Mencionaremos unos cuantos nombres relacionados con denuncias que derivaron en asesinatos. De esta cárcel fue sacado D. Víctor Blanco Moral. Primero fue llevado a la terrible checa de Fomento y después a la Dirección General de Seguridad, consecuencia de la denuncia de Concepción Sánchez de Manuel, portera que denunció a varios vecinos de la casa nº 37 de la calle Luchana. Responsable del asesinato del sargento retirado don José Sainz Villenas fue Manuel Ruiz Pérez y Antonio Vinuesa García lo fue del asesinato de don Manuel Tomás. Vicente Amat y Pascual,  además de los malos tratos a los presos, fue responsable, por su denuncia, del asesinato del diputado de la CEDA Sr. Pérez Laborda que figuraba prisionero con un nombre falso. Denunció incluso a oficiales de prisiones que luego fueron asesinados y Francisco Juan López Martínez de UGT., miembro de las temibles Milicias de Vigilancia de Retaguardia, participó en la selección de prisioneros para las sacas y Santos de la Fuente Prieto por cuya actuación en la cárcel de Porlier fue detenido por sus propios tribunales.

*Cárcel de San Antón o Prisión Provincial de Hombres nº 2 en el colegio y convento de los padres Escolapios, Su director fue Leonardo Feito hasta el cierre de la Modelo, que fue sustituido por Ramos Herrera. La mayoría de los milicianos pertenecían a la CNT, la FAI y el Partido Sindicalista, destacando por su terrible comportamiento con los presos:[1]

            – Jacinto Ramos Herrera, de Izquierda Republicana. En la lista de héroes a homenajear por Carmena. Todos los oficiales de prisiones y ex presos supervivientes coincidieron en calificar su conducta de criminal.

            Victoriano de la Paz González, de Madrid, 33 años y sargento de milicias. Fusilado el 14 de junio de 1939 .

            Santiago del Amo, alias Petroff y El Bigotes de Fuentelaencina (Guadalajara) de la CNT. Carcelero de San Antón, pertenecía también a la checa Chalet Rojo, en la calle del Reloj.
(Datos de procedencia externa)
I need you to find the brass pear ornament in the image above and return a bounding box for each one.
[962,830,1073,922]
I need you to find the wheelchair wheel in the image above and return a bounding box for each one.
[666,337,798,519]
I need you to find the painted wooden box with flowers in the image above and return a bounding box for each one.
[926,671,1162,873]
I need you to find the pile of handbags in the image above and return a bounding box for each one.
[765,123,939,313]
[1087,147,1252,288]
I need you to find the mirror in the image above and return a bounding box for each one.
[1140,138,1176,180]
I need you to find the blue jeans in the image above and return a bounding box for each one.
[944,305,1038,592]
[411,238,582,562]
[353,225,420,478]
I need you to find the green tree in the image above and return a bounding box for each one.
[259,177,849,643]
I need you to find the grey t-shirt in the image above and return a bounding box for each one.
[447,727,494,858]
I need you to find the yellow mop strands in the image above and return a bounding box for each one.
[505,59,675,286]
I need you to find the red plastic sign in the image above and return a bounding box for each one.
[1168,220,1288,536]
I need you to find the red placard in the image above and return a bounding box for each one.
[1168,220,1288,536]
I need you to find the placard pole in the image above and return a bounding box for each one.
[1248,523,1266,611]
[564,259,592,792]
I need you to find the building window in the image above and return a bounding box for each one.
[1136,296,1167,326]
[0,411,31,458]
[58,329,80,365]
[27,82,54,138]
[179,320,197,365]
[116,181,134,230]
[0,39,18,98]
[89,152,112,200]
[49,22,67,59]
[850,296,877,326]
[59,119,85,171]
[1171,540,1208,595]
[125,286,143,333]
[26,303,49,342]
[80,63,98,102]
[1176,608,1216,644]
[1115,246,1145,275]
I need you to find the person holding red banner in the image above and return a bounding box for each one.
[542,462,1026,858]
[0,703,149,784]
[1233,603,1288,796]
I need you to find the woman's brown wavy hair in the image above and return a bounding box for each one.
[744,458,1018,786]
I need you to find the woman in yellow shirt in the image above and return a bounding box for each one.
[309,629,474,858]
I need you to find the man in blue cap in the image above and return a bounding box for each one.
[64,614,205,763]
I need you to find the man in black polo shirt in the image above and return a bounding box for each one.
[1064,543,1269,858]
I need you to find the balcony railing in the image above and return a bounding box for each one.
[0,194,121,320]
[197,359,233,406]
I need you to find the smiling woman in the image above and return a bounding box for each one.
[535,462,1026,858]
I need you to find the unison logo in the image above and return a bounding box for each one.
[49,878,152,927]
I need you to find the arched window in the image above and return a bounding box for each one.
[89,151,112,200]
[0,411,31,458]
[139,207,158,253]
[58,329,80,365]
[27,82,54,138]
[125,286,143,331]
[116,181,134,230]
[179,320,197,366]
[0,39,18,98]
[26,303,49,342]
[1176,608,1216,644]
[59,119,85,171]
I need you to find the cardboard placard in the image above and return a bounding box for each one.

Por la gravedad de sus crímenes, no fue fusilado, sino ajusticiado a garrote vil. También figura en la lista de Carmena.

            –“El Tragacuras” Limpiabotas de la estación del Norte. Destrozó todas las imágenes y cuadros del convento (C.G. Cárcel de San Antón 4)

            –Gonzalo García Beltrán , alias El Tartaja o El Ronquillo. Sin más datos.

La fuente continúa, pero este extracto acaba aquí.